Vav family guanine nucleotide exchange factors (GEFs) are essential regulators of immune function. Despite their structural similarity, Vav1 promotes and Vav2 opposes T cell receptor (TCR)-induced calcium entry. Using a Vav1-deficient Jurkat T cell line, we find that Vav1 facilitates calcium entry via non-catalytic scaffolding functions that are encoded by the catalytic core of Vav1 and flanking linker regions. We implicate in this scaffolding function a previously undescribed polybasic motif that is strictly conserved in Vav1 and absent from Vav2 in tetrapods. Conversely, the catalytic activity of Vav2 contributes to the suppression of TCR-mediated calcium entry. Using an in vivo 'GEF trapping' assay in intact cells, we demonstrate that Cdc42 interacts with the catalytic surface of Vav2 but not Vav1, and that Vav1 discriminates Cdc42 from Rac1 via F56 (W56 in Rac1). Lastly, the Cdc42-specific inhibitor ZCL278 and the shRNA-mediated suppression of Cdc42 each prevent the inhibition of TCR-induced calcium entry by Vav2. These findings define stark differences in the functions of Vav1 and Vav2 and provide an explanation for the differential usage of these Vav isoforms by immune subpopulations.

中文翻译：

---

Vav2 缺乏 Vav1 特有的促进 Ca2+ 进入的支架功能，并通过 Cdc42 抑制 T 细胞激活。

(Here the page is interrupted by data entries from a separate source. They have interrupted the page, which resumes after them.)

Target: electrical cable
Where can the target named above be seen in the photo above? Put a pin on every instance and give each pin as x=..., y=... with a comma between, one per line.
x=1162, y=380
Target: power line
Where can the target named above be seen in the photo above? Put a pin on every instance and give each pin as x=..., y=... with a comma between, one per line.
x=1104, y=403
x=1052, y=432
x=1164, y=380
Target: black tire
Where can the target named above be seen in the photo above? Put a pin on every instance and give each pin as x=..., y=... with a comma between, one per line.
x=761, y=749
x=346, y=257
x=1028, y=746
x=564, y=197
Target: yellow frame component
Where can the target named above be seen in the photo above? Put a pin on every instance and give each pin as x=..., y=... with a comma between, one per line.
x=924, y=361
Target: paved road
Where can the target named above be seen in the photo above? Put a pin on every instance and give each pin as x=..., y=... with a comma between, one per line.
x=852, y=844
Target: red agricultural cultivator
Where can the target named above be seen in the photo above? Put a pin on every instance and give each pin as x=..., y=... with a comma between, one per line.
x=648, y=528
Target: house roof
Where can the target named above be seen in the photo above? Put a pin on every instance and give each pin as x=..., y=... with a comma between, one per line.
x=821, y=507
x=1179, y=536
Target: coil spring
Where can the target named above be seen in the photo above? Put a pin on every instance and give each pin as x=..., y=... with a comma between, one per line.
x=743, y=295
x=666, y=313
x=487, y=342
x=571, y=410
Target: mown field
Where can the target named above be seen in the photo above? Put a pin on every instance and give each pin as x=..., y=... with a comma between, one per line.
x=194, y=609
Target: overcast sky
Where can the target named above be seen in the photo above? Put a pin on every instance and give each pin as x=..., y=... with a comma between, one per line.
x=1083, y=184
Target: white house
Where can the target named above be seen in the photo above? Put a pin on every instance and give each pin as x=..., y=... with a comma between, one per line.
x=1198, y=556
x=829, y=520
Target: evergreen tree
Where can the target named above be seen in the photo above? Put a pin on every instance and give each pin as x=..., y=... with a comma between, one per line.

Vav 家族鸟嘌呤核苷酸交换因子 (GEF) 是免疫功能的重要调节因子。尽管结构相似，Vav1 促进 T 细胞受体 (TCR) 诱导的钙进入，而 Vav2 则反对 T 细胞受体 (TCR) 诱导的钙进入。使用 Vav1 缺陷的 Jurkat T 细胞系，我们发现 Vav1 通过非催化支架功能促进钙进入，这些功能由 Vav1 的催化核心和侧翼连接区编码。我们在这种支架功能中暗示了一个先前未描述的多元基序，该基序在四足动物的 Vav1 中严格保守，而在 Vav2 中不存在。相反，Vav2 的催化活性有助于抑制 TCR 介导的钙进入。在完整细胞中使用体内“GEF 捕获”测定，我们证明 Cdc42 与 Vav2 的催化表面相互作用，但不与 Vav1 相互作用，并且 Vav1 通过 F56（Rac1 中的 W56）区分 Cdc42 和 Rac1。最后，Cdc42 特异性抑制剂 ZCL278 和 shRNA 介导的 Cdc42 抑制各自阻止 Vav2 对 TCR 诱导的钙进入的抑制。这些发现明确了 Vav1 和 Vav2 功能的明显差异，并为免疫亚群对这些 Vav 亚型的差异使用提供了解释。